These are the most basic questions cluster needs to know how to answer. We could call it a layer 0 of any cluster. The main part of this blog post will cover how to implement protocol addressing these issues. On top of it, there are many other higher level features, aiming to solve problems like:

How can we detect/respond to periodic network partitions? A problem often known as split-brain scenario. It comes from basic observation that it's not possible to differentiate dead node from unresponsive one over network boundary. It can lead to very risky situations, like splitting our cluster in two, each one believing, it's the only one alive and causing data inconsistency or even corruption. There's no one simple cure for that, that's why some systems (like Akka.NET split brain resolvers) offer different strategies depending on the tradeoffs, that we care for.
How different nodes can reason and decide about the state in the cluster? This case is usually common in systems that are responsible for data management (like distributed databases). Since nodes must be able to serve incoming requests, sometimes they may possibly run into making conflicting decisions about the state of the system. Without going into too much details, two generic approaches two this problem are:
- Avoiding conflicts, which usually assumes that nodes must establish consensus about state of the system before committing to their decisions. It usually requires establishing (and maintaining) some leader among the nodes, synchronizing via quorum of nodes or combination of two. This is area of popular protocols such as Raft, ZAB or Paxos.
- Resolving conflicts which accepts the possibility of state conflict to appear - mostly as a tradeoff happening in face of long latencies or periodically unreachable servers - but enriches it with enough metadata so that all nodes individually can reach the same conclusion about the result state without need of consensus. This is a dominant area of Conflict Free Replicated Data Types, which you could read about eg. in a blog post series published here.
How to route requests to a given resource inside of cluster? The state of our system usually consists of multiple addressable entities - which are often replicated for higher availability and resiliency. However usually the entire state is too big to fit into any single node. For this reason it's often partitioned all over the cluster dynamically. Now this begs a question: how to tell, which node contains an entity identified by some virtual key?
- Naive approach would be to ask some subset of nodes in hope that at least one of them will have a data we hope for. Given cluster of N nodes and entity replicated R times, we should be able to reach our resource after calling (N/R)+1 nodes.
- More common way is to keep a registry having an information about current localization of every single entity in a system. Since this approach doesn't scale well, in practice we group and co-locate entities together within partitions and therefore compress the registry to store information about entire partition rather than individual entity. In this case resource ID is composite key of (partitionID, entityID). This is how eg. Akka.Cluster.Sharding or riak core works. Frequently some subset of hot (frequently used) partitions may be cached on each node for to reduce asking central registry or even the registry itself may be a replicated store.
- We could also use distributed hash tables - where our entity key is hashed and then mapped into specific node that is responsible for holding resources belonging to that specific subset of key space (a range of all possible hash values). Sometimes this may mean, that we miss node at first try eg. because cluster state is changing, and more hops need to apply. Microsoft Orleans and Cassandra are popular solutions using that approach.
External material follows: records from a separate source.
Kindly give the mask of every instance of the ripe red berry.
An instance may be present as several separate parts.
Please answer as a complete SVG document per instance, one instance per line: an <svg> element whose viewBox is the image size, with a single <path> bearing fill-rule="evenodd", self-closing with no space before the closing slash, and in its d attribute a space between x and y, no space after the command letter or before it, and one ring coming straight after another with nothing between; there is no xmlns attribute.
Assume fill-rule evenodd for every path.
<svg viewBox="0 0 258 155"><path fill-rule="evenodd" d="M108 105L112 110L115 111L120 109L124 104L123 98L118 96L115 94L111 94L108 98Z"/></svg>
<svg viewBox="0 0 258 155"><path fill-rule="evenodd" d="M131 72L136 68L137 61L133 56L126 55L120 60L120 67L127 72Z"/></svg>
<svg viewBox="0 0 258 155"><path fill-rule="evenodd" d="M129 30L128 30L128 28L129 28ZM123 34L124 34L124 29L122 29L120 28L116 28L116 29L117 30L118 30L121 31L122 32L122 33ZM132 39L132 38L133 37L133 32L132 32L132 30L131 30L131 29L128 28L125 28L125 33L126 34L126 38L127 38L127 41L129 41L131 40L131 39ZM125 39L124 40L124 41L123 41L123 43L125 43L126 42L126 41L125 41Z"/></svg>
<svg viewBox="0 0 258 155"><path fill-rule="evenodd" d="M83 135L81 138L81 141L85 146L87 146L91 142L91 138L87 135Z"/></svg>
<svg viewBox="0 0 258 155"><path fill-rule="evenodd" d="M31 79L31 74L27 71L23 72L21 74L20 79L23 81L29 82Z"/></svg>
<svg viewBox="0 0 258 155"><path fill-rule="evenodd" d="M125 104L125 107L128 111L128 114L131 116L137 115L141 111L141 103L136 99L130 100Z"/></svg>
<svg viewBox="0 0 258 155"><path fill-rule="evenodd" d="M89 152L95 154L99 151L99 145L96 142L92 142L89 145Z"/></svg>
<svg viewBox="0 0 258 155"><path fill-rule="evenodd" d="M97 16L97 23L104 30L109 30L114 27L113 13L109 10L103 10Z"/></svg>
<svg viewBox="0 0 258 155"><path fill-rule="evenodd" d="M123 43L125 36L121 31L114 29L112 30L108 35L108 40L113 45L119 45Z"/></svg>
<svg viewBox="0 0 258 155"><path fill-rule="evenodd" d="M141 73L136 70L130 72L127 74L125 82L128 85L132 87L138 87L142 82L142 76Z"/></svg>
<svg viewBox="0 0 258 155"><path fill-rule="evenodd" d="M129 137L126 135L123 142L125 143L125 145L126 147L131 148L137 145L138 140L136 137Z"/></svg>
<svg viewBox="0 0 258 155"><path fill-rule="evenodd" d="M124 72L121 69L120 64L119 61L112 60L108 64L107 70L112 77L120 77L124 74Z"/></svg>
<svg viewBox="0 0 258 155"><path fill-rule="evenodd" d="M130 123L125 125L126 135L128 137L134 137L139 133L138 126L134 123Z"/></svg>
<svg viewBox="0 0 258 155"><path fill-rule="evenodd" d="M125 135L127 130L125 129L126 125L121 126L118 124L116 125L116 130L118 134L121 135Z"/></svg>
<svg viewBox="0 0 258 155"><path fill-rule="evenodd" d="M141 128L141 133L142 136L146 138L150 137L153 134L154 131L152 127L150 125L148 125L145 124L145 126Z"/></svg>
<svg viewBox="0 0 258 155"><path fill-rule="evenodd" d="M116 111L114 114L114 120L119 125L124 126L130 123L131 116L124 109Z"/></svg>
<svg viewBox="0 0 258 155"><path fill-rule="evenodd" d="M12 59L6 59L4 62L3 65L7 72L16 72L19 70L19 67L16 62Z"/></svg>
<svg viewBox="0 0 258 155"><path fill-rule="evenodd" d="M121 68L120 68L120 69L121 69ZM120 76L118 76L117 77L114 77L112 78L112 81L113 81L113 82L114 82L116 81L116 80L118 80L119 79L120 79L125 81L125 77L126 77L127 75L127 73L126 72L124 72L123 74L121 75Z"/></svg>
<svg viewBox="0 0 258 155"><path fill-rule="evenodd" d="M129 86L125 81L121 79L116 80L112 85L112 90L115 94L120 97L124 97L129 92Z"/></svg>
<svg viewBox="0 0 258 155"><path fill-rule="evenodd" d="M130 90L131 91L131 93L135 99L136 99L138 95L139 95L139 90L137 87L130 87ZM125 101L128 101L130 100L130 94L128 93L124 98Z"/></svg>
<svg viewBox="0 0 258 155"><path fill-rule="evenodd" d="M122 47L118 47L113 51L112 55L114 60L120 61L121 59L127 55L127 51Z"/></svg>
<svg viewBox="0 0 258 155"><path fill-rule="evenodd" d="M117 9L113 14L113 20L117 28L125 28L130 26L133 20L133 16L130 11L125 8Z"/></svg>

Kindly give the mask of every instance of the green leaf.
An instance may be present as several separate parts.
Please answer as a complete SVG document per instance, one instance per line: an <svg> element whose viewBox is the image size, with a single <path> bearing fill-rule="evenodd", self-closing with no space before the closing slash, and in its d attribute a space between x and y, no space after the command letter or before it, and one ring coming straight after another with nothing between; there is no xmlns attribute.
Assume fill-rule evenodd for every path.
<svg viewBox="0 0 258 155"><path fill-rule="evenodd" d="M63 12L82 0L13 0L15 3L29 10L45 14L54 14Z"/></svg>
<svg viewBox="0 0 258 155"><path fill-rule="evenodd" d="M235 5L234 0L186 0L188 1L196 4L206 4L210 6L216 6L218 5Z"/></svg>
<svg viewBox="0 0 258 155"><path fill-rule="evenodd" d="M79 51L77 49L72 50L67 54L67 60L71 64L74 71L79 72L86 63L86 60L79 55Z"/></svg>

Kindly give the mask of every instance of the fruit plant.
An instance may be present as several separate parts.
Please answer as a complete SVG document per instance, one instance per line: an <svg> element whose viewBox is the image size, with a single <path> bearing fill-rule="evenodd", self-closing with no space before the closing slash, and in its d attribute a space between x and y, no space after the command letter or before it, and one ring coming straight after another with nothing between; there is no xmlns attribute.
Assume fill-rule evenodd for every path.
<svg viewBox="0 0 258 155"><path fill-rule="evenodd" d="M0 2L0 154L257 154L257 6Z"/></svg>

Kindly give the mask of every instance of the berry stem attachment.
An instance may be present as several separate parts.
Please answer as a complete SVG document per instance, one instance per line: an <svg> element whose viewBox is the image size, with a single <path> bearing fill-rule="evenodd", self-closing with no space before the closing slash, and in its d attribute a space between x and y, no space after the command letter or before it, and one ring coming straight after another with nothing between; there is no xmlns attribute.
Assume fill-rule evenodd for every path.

As you can see, even though we didn't asked all questions, there's already a lot of things happening here and the same problems may be solved with different approaches depending on the tradeoffs our system is willing to take.

While there's a chance to make a separate article about each of these in the future, today we'll focus solely on a SWIM - used in systems such as Consul and hugely popularized over last few years - as it's easy to implement for a good start. To improve its resiliency and reduce false positive failure detection, checkout this talk about Lifeguard - a set of extensions and observations about original SWIM protocol.

SWIM protocol - theory

Since SWIM is responsible for membership management, we need to consider few crucial scenarios:

New node wants to join the cluster - how to make that happen and how to inform other nodes in the cluster about that event?
Node wants to leave the cluster gracefully - how to gossip that information?
Node was abruptly terminated or cannot be reached any longer. How to detect that an inform others about the fact?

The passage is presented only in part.